I don’t think he quite understood. “What? Why?”

I tried explaining it in layman’s terms. “Look at it this way…some tribes, in Africa, they have this whole ceremony thing when a boy becomes a man. They get circumcised. Then, they go out into the woods by themselves, dig a little hole, and bury their flesh. It symbolizes burying their old selves.”

Chris: “Uh…”

I exbound. “Chris. You are my foreskin. I am cutting you off. It’s a painful process, I know. I am burying you in the woods. My association with you, with this genocide franchise, and with all the rednecks on this mountain, is gonna suffocate six inches underground in the woods. Metaphorically, of course.”

“Alright, that’s all well and good, but you still haven’t explained why you can’t just finish out the week.” Chris thought he had me.

“Yes, I have. It’s all in the story, man. And we’re at the part where the boy is becoming a man.
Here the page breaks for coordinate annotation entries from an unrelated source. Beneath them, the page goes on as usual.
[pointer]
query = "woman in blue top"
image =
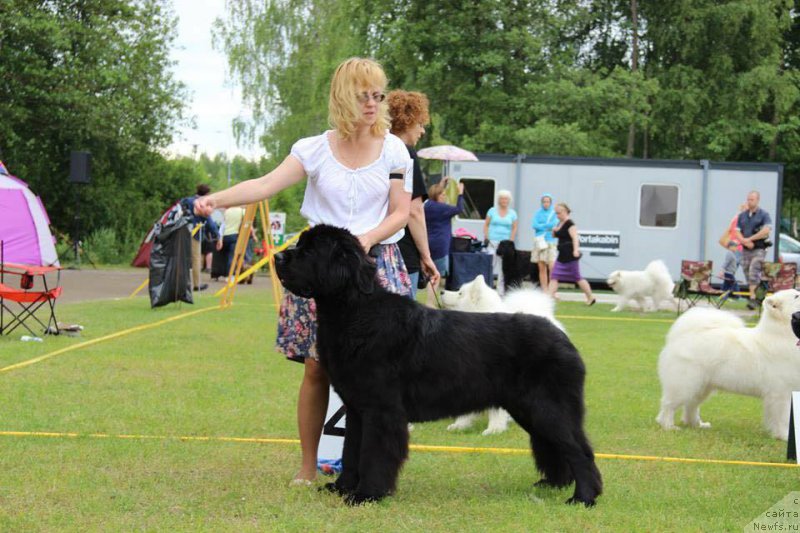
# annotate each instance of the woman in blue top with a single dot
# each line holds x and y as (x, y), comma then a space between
(500, 225)
(544, 221)
(438, 216)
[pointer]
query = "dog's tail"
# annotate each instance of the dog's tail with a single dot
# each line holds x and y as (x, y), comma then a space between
(657, 268)
(699, 320)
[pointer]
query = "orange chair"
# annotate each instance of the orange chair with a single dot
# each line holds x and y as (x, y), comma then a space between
(775, 277)
(695, 285)
(28, 300)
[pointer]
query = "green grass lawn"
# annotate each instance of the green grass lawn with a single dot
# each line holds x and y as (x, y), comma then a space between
(216, 374)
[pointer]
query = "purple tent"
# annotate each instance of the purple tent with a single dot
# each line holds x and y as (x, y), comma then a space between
(24, 226)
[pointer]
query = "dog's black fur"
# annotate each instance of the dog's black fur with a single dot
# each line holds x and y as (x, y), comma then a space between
(394, 361)
(516, 265)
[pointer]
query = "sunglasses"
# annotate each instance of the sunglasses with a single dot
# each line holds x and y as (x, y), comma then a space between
(365, 97)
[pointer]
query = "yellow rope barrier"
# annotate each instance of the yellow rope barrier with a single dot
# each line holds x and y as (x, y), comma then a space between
(415, 447)
(102, 339)
(617, 318)
(260, 264)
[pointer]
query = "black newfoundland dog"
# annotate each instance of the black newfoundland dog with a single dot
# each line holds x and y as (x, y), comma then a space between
(394, 361)
(516, 264)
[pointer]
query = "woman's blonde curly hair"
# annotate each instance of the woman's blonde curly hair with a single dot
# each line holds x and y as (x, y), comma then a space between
(354, 76)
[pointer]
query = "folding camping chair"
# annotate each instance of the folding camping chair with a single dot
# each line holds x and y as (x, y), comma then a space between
(775, 277)
(695, 285)
(28, 300)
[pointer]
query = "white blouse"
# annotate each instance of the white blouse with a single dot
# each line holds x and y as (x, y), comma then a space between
(354, 199)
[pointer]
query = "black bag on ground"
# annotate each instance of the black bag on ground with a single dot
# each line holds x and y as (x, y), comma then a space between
(171, 260)
(218, 263)
(465, 267)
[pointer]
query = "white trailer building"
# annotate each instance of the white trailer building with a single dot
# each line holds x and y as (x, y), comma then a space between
(628, 211)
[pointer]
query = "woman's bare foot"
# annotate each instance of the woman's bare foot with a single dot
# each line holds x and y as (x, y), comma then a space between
(304, 477)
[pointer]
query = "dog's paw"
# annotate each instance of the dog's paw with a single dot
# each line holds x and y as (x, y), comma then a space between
(545, 483)
(336, 489)
(358, 498)
(576, 500)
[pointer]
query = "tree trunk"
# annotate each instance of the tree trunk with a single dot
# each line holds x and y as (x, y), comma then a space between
(634, 68)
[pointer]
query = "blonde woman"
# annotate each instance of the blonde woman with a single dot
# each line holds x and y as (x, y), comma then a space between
(500, 225)
(359, 178)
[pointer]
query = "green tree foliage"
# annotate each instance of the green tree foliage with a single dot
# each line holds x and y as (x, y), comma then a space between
(715, 79)
(91, 75)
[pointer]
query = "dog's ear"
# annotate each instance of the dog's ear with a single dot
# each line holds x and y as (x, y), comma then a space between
(772, 302)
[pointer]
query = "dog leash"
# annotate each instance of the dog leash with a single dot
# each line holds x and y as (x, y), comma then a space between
(435, 293)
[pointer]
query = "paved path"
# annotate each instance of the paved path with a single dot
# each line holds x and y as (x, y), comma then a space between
(89, 284)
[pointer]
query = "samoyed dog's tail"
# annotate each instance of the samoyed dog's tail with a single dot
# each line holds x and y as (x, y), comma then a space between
(699, 320)
(659, 272)
(531, 302)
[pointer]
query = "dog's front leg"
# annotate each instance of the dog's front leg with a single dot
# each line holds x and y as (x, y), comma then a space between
(384, 447)
(347, 481)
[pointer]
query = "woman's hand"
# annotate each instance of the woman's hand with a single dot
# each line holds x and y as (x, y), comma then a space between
(204, 205)
(430, 270)
(366, 242)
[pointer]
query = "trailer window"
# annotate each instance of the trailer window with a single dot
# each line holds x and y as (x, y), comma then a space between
(478, 197)
(658, 206)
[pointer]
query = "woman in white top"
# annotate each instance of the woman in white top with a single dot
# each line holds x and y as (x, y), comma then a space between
(359, 178)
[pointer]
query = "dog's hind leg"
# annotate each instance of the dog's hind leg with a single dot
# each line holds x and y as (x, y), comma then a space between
(347, 481)
(559, 439)
(776, 414)
(384, 447)
(691, 415)
(666, 416)
(550, 462)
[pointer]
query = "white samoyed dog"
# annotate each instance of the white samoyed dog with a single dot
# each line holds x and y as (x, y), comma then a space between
(477, 297)
(653, 284)
(708, 349)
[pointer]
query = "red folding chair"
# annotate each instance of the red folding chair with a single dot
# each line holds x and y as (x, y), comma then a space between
(28, 300)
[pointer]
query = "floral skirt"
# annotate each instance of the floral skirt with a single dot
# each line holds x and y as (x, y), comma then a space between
(297, 318)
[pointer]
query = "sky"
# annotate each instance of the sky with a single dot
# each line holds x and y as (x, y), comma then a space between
(214, 102)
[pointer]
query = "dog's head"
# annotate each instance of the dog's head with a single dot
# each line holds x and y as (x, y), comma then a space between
(474, 296)
(327, 262)
(781, 306)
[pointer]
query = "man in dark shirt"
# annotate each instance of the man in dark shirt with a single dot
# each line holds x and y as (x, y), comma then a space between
(752, 229)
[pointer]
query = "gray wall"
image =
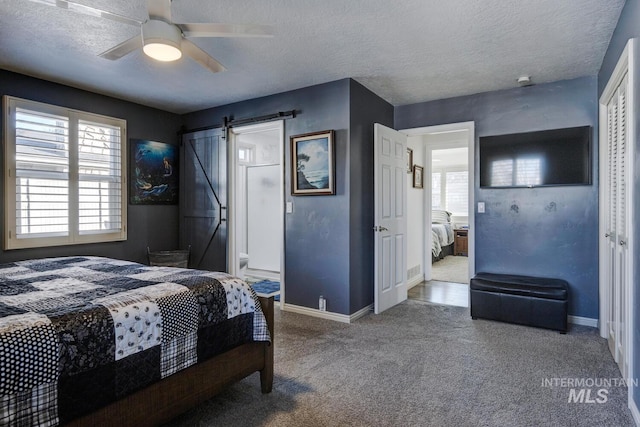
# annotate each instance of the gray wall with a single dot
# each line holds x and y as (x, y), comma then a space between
(628, 27)
(328, 239)
(522, 232)
(317, 232)
(156, 226)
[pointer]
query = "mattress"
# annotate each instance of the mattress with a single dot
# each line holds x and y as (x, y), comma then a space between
(77, 333)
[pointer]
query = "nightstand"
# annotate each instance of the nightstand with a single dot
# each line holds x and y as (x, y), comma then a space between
(460, 241)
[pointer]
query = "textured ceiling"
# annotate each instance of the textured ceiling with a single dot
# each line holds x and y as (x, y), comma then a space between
(406, 51)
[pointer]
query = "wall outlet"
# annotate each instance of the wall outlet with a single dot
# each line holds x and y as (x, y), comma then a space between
(322, 304)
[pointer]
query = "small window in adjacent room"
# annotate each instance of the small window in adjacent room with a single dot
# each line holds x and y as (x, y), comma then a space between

Working any longer would just be delaying the inevitable.”

Right here is when I got fired, or asked to leave, or whatever he called it, but in any case, the idea was that I wasn’t going to be coming back. I really didn’t see it coming. I mean, I’m pretty sure he was asking me to stay one moment, and then, a moment later, he was telling me to leave. Whatever though, I’m not complaining.

Maybe he’ll never get the pure poetry of the story, but no matter. I’ve grown up into a man and cannot be governed by children any longer.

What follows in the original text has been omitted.